Britain’s Brexit minister David Davis dismissed his EU counterpart Michel Barnier’s comments that little progress has been made in Brexit talks as “silly” in a BBC TV interview on Sunday.
“Bluntly, I think it looked a bit silly because plainly there are things that we’ve achieved,” David Davis, Britain’s Brexit Minister, said.
The comments came after a week of Brexit talks in Brussels where little progress was made on the divorce bill – and Britain made it clear it was frustrated that talks on trade had not even started.
And rubbing salt in the wound, Barnier said on Saturday that it’s his job to “educate” Britain about why London needs to pay the EU a divorce bill.
Previously European Commission President Juncker has estimated the bill will amount to around 60 million euros.
But Davis has dismissed this figure, although he said Britain was likely to end up paying money into the EU budget after Brexit for access to cross-border schemes like space and nuclear research.
The divorce negotiations also concern what happens to the Irish border where the UK and the EU will meet, and citizens’ rights after Brexit.
The Sunday Times said British Prime Minister Theresa May was preparing to pay a Brexit divorce bill of up to 50 billion pounds ($65 billion) to the EU. But a spokeswoman at May’s office told Reuters the report, which cited an unnamed source “is simply not true.”
Last week May tried to douse speculation over her leadership by saying she wanted to continue as prime minister beyond the next parliamentary election, not due until 2022, dismissing expectations she would quit as early as 2019.
But the Sunday Times said “two or three more” Conservative lawmakers has since signed up to a letter calling on her to quit, bringing the total to about 25. At least 48 are needed to trigger a leadership contest.

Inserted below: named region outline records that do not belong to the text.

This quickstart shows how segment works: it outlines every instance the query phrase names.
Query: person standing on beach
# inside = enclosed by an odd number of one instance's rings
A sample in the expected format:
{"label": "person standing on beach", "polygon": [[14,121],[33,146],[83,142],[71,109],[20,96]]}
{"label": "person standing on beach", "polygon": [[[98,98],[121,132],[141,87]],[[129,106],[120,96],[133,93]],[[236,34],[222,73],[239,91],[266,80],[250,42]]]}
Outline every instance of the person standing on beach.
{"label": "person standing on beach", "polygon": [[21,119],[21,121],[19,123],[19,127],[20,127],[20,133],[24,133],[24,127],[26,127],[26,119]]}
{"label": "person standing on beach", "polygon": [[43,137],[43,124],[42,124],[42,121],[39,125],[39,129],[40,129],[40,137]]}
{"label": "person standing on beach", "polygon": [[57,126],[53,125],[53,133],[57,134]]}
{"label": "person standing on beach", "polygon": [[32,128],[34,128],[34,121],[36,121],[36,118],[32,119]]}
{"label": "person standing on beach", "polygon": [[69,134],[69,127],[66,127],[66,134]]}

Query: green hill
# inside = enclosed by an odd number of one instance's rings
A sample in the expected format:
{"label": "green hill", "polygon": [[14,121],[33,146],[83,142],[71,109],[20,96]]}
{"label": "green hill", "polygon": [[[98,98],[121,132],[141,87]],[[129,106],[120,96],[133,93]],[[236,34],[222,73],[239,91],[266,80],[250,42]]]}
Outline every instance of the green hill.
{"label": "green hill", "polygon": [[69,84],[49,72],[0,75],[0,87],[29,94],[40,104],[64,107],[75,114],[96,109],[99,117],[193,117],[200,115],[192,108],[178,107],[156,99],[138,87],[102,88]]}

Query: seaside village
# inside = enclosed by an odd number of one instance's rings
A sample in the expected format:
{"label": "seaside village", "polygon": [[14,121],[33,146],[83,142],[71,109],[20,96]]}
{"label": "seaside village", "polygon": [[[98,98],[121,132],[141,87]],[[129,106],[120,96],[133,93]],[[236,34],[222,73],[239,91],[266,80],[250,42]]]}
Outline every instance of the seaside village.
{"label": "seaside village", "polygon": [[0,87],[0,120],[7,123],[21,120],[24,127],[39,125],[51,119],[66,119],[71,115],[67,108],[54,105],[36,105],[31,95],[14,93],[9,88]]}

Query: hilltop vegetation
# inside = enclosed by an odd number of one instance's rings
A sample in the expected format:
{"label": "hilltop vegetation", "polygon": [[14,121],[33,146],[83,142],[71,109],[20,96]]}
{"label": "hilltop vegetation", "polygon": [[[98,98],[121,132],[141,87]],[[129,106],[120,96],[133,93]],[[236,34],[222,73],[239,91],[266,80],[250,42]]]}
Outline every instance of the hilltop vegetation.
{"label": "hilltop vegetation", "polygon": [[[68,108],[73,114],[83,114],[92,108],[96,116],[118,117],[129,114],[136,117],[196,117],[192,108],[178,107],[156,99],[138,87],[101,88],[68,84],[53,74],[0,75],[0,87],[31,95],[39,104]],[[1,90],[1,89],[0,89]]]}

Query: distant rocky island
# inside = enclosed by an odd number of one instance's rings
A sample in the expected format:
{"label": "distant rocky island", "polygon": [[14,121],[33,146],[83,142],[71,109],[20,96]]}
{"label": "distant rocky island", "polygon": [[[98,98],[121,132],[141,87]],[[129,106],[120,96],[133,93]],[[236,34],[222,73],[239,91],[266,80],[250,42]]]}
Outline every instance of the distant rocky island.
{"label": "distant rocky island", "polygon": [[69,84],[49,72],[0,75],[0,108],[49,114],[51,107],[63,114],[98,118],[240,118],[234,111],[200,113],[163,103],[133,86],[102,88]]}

A spokeswoman at May’s office declined to comment.
May warned lawmakers that Britain could be faced with a Brexit “cliff edge” if they failed to back her EU repeal bill, as reports suggested momentum was growing within her party to unseat her.

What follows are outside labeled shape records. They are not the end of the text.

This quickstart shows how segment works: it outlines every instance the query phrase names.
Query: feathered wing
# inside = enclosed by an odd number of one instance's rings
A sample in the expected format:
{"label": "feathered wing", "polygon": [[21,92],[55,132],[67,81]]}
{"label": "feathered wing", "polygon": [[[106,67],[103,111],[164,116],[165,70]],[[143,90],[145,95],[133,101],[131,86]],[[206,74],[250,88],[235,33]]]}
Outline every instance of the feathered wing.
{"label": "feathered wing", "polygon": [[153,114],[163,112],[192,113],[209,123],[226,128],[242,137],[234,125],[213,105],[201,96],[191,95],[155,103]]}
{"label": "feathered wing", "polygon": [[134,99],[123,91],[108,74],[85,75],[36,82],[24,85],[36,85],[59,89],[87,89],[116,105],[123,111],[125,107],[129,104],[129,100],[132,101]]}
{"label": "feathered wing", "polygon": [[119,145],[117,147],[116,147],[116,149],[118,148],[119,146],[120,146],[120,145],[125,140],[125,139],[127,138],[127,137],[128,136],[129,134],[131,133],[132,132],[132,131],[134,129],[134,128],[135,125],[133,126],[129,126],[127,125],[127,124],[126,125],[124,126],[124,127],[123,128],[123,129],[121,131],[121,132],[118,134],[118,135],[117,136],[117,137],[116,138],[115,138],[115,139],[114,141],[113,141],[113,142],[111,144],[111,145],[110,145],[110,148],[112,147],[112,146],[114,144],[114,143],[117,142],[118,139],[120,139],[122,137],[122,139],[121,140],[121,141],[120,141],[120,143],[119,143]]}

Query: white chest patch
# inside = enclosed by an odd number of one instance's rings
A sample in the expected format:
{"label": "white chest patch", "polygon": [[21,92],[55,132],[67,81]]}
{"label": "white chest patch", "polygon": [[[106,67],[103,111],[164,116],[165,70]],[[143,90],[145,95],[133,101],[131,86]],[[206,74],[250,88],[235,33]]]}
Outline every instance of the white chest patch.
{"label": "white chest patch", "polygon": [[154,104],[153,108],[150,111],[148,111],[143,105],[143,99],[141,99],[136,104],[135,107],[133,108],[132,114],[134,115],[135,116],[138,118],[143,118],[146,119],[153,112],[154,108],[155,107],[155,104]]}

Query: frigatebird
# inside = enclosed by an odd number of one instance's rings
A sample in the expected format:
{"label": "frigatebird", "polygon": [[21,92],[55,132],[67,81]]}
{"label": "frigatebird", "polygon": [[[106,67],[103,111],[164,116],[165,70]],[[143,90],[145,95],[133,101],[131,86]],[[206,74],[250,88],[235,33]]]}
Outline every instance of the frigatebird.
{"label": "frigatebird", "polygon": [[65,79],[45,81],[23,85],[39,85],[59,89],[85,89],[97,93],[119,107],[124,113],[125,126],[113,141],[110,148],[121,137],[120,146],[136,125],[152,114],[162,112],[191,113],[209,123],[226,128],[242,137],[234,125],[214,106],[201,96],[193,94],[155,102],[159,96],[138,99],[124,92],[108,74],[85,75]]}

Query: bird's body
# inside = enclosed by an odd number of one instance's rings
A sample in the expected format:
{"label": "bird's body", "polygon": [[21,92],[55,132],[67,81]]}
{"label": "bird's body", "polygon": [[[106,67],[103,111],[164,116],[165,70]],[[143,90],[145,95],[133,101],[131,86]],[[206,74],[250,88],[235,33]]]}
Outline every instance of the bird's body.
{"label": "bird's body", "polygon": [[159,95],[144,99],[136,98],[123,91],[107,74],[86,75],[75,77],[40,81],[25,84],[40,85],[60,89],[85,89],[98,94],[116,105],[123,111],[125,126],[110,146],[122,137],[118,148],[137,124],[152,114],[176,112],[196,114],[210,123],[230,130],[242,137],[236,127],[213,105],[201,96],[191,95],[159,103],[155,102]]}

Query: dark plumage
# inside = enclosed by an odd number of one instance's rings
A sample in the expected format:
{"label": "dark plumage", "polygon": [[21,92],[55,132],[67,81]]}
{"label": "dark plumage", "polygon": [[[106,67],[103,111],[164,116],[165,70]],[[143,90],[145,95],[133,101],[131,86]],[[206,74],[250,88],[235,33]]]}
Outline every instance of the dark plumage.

May failed to win a clear mandate at a snap election in June and only has a slim majority in parliament that rests on an agreement with a smaller party. She remains vulnerable if pro-European lawmakers in her Conservative party team up with other parties to vote down legislation or support amendments.
In next week’s parliamentary debate, the main opposition Labour Party is planning to propose several changes to the repeal bill with a view to keeping Britain in the single market and customs union during a Brexit transition period after 2019, according to The Times.
On Saturday, May’s deputy advised Conservative lawmakers against doing anything that would increase Labour’s chances of returning to power, while May said the bill was the best way to ensure a successful Brexit.
“(It is) the single most important step we can take to prevent a cliff-edge for people and businesses, because it transfers laws and provides legal continuity,” she said in comments provided by her office.